Santo Domingo: ¿la Atenas de América?
Santo Domingo y Atenas son dos epicentros de la historia y la cultura
Durante los primeros años del Descubrimiento de América, se dio el mestizaje, el cual, guardando las distancias, era similar a la transculturación que dio paso al helenismo griego en los pueblos del Oriente, conquistados por Alejando Magno. Esta mezcla, en la isla de Santo Domingo, no fue solo racial, sino también cultural: el areito con su güiro se fue mezclando con las voces españolas y con los tambores africanos, lo cual resultó, al final, una cultura híbrida e indivisible.
Atenas, majestuosa, interpretada como la lumbrera del mundo antiguo occidental, es todavía un referente cultural en la actualidad. Es de pleno conocimiento que, en el siglo v a.C., Atenas se convirtió en el epicentro de la política democrática, la filosofía, la cultura, el arte y las ciencias.
Santo Domingo, por su parte, era la capital neurálgica de los españoles en América. Fue la primera gran ciudad a la que fueron llevados la fe cristiana, la educación, las artes, las ciencias y el humanismo de San Agustín y de Santo Tomás de Aquino. Ese humanismo cristiano lo definió Eudoro Rodríguez Albarracín de la siguiente manera: “[…] humanismo teocéntrico (cristocéntrico, más particularmente) que, asumiendo críticamente la filosofía aristotélica, reafirma que lo auténticamente humano, implica, en su realización plena, la presencia y horizonte de lo divino”.
Pericles (líder ateniense) y Nicolás Ovando (gobernador de La Española), ambos líderes de dichas ciudades (Atenas y Santo Domingo) respectivamente, se embarcaron en campañas militares exitosas y en proyectos de edificación, que perduran hoy en día. Atenas y Santo Domingo fueron proyectadas como modelos a seguir durante sus tiempos individuales de influencia. Las murallas de dichas ciudades irradiaban confianza y fortaleza, pero ambas sufrieron saqueos (el rey persa Jerjes saqueó Atenas en 480 a.C. y el pirata inglés Drake saqueó Santo Domingo en 1586) y abandono, lo cual denotaba su vulnerabilidad.
En la capital de La Española se establecieron, en el Nuevo Mundo, las primeras instituciones europeas, con las cuales llegó la modernidad: la Real Audiencia, la Casa de la Moneda, los primeros monasterios y los colegios para instruir a los nativos (recordemos a Enriquillo, cacique taíno que fue educado por los franciscanos y que se rebeló contra los colonos en Santo Domingo), la primera universidad, entre otras.

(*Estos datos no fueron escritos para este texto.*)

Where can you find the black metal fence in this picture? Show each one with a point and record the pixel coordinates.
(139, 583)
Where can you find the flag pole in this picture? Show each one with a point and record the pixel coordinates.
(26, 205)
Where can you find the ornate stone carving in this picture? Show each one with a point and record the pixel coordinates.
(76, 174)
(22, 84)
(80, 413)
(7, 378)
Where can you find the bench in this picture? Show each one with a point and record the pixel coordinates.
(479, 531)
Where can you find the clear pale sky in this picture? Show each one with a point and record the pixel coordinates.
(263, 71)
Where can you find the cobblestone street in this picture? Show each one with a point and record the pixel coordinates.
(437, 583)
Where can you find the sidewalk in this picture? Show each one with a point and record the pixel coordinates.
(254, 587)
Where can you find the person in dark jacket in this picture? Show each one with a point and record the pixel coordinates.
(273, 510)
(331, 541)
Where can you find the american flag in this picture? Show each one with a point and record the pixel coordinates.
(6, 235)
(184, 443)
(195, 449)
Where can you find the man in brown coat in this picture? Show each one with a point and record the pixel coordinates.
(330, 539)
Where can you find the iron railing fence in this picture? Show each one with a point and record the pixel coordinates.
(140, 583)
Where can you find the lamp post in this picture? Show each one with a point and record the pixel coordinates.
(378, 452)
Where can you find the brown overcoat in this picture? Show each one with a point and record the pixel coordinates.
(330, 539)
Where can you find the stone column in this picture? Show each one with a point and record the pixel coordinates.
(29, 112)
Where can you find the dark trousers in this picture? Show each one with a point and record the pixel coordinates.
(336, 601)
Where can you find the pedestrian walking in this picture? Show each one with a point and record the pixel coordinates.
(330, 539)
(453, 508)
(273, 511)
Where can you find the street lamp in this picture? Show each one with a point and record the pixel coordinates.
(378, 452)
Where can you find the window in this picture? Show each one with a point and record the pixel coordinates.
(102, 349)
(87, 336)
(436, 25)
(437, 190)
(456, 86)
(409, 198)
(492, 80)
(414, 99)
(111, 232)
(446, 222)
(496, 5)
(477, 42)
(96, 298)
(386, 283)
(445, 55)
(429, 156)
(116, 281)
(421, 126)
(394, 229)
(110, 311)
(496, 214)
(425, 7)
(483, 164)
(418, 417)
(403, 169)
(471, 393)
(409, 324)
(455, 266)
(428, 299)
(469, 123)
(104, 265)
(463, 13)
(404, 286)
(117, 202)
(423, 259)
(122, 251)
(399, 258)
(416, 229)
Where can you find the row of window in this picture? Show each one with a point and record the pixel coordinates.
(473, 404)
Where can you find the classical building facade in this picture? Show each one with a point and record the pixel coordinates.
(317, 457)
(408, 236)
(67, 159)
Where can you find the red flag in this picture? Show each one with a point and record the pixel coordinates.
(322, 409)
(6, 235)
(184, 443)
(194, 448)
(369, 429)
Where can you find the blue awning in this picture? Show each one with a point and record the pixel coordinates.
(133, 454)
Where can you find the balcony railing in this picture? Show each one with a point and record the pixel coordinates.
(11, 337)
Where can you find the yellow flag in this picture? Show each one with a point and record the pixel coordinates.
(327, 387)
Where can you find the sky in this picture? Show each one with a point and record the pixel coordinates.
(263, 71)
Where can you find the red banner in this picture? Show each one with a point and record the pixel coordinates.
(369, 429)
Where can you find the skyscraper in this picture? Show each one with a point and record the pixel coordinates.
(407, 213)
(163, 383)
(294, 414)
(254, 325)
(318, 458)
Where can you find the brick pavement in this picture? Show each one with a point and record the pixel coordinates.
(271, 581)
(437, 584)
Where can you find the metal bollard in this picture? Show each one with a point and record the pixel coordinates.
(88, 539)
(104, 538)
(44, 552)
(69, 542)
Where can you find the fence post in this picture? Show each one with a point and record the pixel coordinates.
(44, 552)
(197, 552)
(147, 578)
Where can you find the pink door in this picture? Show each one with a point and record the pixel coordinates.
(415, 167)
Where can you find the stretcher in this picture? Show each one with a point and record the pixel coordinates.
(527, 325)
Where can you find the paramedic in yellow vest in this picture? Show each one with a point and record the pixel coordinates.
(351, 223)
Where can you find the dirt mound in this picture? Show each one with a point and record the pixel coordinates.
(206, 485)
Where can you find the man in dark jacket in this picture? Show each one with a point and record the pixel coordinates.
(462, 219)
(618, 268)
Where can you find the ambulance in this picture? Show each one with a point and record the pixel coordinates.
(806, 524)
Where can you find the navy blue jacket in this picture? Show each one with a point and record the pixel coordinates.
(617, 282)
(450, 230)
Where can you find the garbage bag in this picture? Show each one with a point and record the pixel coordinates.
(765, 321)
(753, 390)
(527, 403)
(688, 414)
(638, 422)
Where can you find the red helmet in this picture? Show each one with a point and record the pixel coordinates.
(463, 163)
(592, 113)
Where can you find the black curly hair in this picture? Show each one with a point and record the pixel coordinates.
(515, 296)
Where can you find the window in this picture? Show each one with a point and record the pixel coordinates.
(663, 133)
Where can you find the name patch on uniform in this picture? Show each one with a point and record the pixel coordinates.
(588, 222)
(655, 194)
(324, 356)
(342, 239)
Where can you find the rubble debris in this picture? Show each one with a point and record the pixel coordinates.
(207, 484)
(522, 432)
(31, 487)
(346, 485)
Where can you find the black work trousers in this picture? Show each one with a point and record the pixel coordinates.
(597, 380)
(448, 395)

Además de haber llegado conquistadores abusivos, también arribaron a Santo Domingo religiosos muy capacitados y amantes de las buenas costumbres: Fray Ramón Pané, Antonio Montesinos y Pedro de Córdoba (por mencionar solo algunos). Tales hombres de fe reflejaron el accionar del apóstol Pablo quien, al igual que los otros, al llegar a Atenas (libro de Hechos 17), observó mucha idolatría. Como solución al tema de las estatuas de los dioses griegos (en el caso taíno, los cemíes) empezó el Apóstol a predicar sobre “el Dios no conocido”, con relación a la misma fe que los Reyes Católicos visualizaban para su Colonia.
Esto nos lleva a 1511, a Santo Domingo, donde los dominicos formados en San Esteban y en la Universidad de Salamanca (considerada como la Atenas hispánica) pronunciaron, por vía democrática, la elección de Montesinos para predicar el sermón de Adviento (primera manifestación de los derechos humanos).
En la incipiente ciudad, el arte y la cultura, al igual que en Atenas, florecieron y se hicieron presentes en la arquitectura, las esculturas y la música. En el segundo viaje colombino, los religiosos trajeron consigo esculturas e instrumentos, aunque con el tiempo estas artes fueron menguando, y Santo Domingo cayó en un letargo, en el cual México tomó preponderancia.
El historiador Pedro Borges se refiere a este tema en su obra Historia de la Iglesia en Hispanoamérica y Filipinas:
“Durante todo el siglo xvi llegan desde Sevilla a Santo Domingo […] gran número de esculturas, según consta en los Archivos de Protocolos y de Indias. En su mayoría, ardieron, las perdieron o fueron robadas por visitantes indeseables”.
En conclusión, las ciudades cumplen sus ciclos hegemónicos y es deber de sus ciudadanos procurar que se sigan cultivando los valores fundamentales. Tales valores son apoyados por el trabajo, el cual a su vez debe reflejar el fomento de las ciencias, el arte y las buenas costumbres.